Another thing that everyone seems to agree on about Pigford is that it's a very complex story. It's not something that can be explained easily between two commercial breaks or in a couple of soundbites. That being said, it's fascinating -- a long, winding trail of outright corruption and wholesale fraud weaving itself between complicated, passionate people on all sides who have struggled to do the right thing to remedy the plight of black farmers.
The story the press wants you to hear about Pigford is an overly simple one; it's a settlement to remedy black farmers, and last week (over the racially tinged objections of a tiny group of House Republicans) the president signed the Pigford 2 extension that provides more than a billion dollars in funding for late filing farmers.
The problem with that explanation of Pigford is that it's false on nearly every level.
I'll be untangling Pigford in blogs here on The Huffington Post over the next several weeks, but you can start to see the underlying truth about Pigford if you stop and think about the optics.
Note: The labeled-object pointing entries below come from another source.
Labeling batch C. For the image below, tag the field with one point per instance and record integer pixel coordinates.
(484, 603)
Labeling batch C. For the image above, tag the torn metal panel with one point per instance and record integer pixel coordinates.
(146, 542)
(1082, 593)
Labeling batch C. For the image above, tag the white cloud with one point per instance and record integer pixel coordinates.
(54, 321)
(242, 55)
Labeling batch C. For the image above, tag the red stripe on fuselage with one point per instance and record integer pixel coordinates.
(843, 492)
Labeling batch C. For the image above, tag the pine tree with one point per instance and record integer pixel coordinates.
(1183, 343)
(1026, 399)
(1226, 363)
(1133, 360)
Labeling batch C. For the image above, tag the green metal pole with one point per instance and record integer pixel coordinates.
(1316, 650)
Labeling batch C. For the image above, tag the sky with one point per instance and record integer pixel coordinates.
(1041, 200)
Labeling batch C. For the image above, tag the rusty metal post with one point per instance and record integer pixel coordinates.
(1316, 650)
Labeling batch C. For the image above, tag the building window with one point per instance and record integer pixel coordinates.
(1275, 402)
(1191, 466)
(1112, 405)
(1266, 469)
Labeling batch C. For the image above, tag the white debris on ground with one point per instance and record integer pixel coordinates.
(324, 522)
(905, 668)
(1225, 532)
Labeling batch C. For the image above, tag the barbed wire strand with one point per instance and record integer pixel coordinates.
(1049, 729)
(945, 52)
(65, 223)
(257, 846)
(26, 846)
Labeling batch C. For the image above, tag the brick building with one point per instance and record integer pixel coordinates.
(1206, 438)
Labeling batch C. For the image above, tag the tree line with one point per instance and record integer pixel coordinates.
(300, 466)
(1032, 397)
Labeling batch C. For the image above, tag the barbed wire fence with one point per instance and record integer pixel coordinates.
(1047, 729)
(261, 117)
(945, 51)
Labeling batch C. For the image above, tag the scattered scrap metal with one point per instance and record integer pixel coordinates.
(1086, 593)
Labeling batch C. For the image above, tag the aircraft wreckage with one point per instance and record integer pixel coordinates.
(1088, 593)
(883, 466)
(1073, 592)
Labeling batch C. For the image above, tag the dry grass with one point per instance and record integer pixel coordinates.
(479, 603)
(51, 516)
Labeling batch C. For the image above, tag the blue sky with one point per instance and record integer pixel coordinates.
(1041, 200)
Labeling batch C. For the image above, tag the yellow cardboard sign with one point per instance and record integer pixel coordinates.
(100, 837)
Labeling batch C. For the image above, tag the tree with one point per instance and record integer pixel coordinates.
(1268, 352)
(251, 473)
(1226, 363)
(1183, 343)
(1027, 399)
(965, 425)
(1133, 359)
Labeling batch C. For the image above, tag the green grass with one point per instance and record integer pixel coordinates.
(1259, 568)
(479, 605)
President Obama, Secretary Vilsack, Attorney General Holder and even lame duck Speaker Nancy Pelosi all called the Pigford 2 settlement a historic milestone.
So -- where are the pictures?
Shouldn't we be seeing photos of the president signing the Pigford 2 legislation, surrounded by a phalanx of self-satisfied politicians and smiling black farmers? Those pictures don't exist because that event never happened. No big public fanfare. Obama signed the legislation with no more ceremony than an adjective-filled press release.
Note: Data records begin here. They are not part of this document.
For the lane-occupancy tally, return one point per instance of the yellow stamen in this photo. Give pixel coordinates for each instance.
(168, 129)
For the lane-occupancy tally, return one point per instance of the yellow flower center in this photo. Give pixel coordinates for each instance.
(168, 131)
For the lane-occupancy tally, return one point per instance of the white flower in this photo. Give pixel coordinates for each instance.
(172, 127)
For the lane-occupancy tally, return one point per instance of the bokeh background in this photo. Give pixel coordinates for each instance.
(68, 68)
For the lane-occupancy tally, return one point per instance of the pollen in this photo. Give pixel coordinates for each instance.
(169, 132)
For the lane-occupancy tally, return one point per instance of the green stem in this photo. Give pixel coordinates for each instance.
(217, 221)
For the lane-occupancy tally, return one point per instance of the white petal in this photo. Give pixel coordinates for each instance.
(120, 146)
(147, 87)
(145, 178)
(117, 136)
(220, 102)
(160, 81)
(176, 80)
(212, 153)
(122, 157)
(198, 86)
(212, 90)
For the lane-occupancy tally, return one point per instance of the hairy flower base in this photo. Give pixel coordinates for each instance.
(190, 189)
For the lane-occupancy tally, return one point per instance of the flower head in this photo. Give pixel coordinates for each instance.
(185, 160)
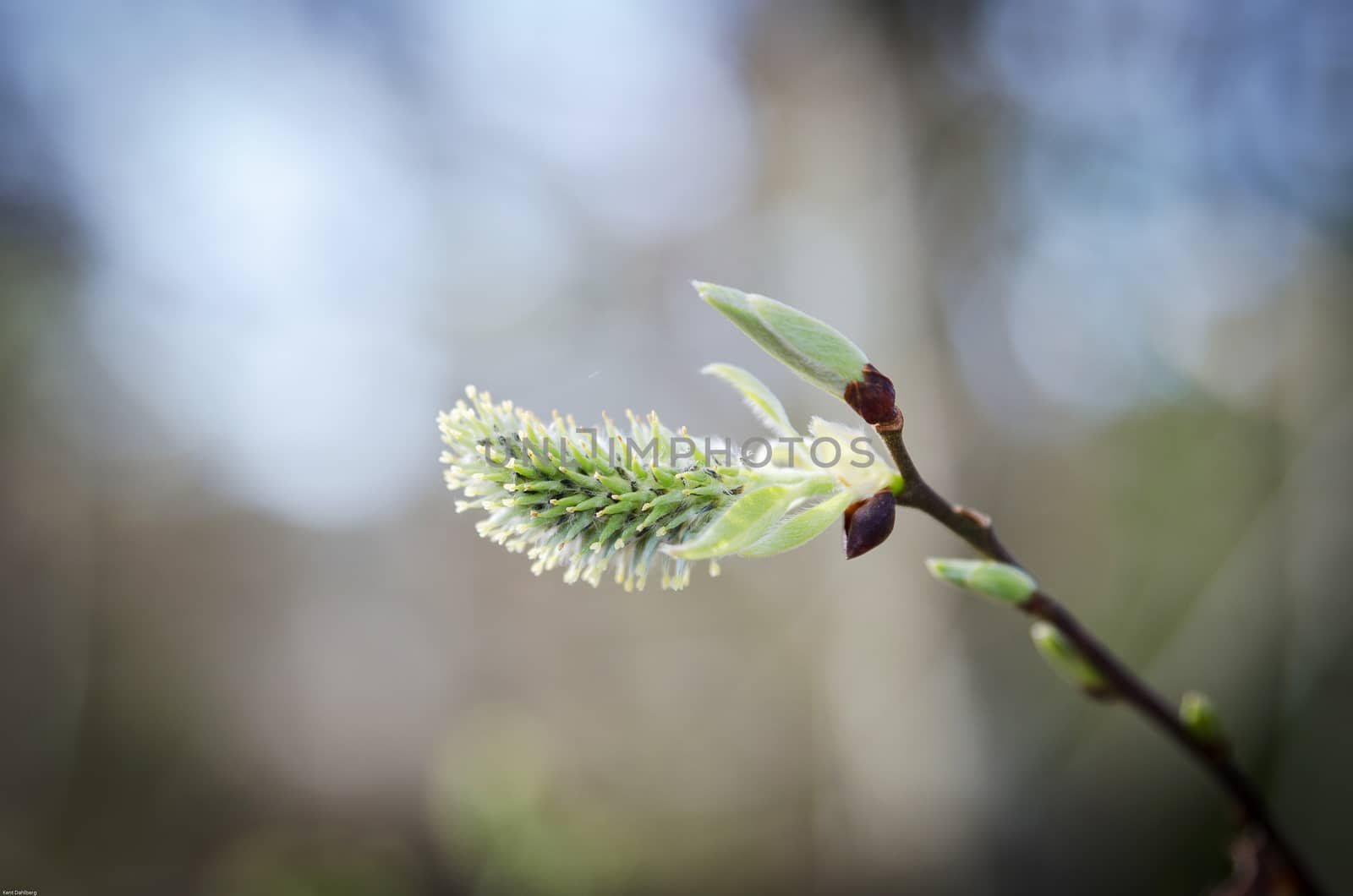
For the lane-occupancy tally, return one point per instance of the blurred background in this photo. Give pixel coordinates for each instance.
(249, 249)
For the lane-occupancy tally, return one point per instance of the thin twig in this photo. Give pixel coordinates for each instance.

The main reason you didn't see pictures of happy black farmers is that most of the black famers aren't very happy with Pigford. In fact, the reality of Pigford is that nobody is very happy with Pigford.
The Big Lie about Pigford is that it "helps black farmers."
To understand why I'm saying that, watch this short excerpt from my interview with Tom Burrell, who heads up a group called Black Farmer's Agricultural Association, Inc. He explains that most of the billions in settlement money hasn't actually gone to farmers but to people who claimed to have "attempted to farm."
Let's leave aside fraud allegations for a moment -- what Burrell describes about the difference in results between "farmers" and "attempted to farm"-ers is fundamentally unfair and unjust.
Again, forget fraud. Just picture two people -- one a farmer who struggled for years to keep his business afloat and lost their farm due to government racial discrimination, the other a person who went into a USDA office and couldn't get a loan application to even get going. Both faced discrimination and the fair result for either may be some sort of settlement... but let's get real. There's no way that the person who didn't get an application -- the "attempted to farm"-er -- deserves the same amount of compensation as the actual, real farmer.
And yet in Pigford, the "attempted to farm"-ers received exactly the same amount for a track-A claim as people who had farmed their whole lives. Both got a $50,000 check. And as Burrell points out, many, many MORE of the "attempted to farm"-ers got that check because they had less to prove than the real farmers. And all of that assumes that there are a large number of people who "attempted to farm" by going to the USDA, which is a questionable premise itself.
That's just one simple reason that the real farmers aren't happy with Pigford -- but you didn't hear that from the mainstream media.
Nope. They didn't even attempt to report.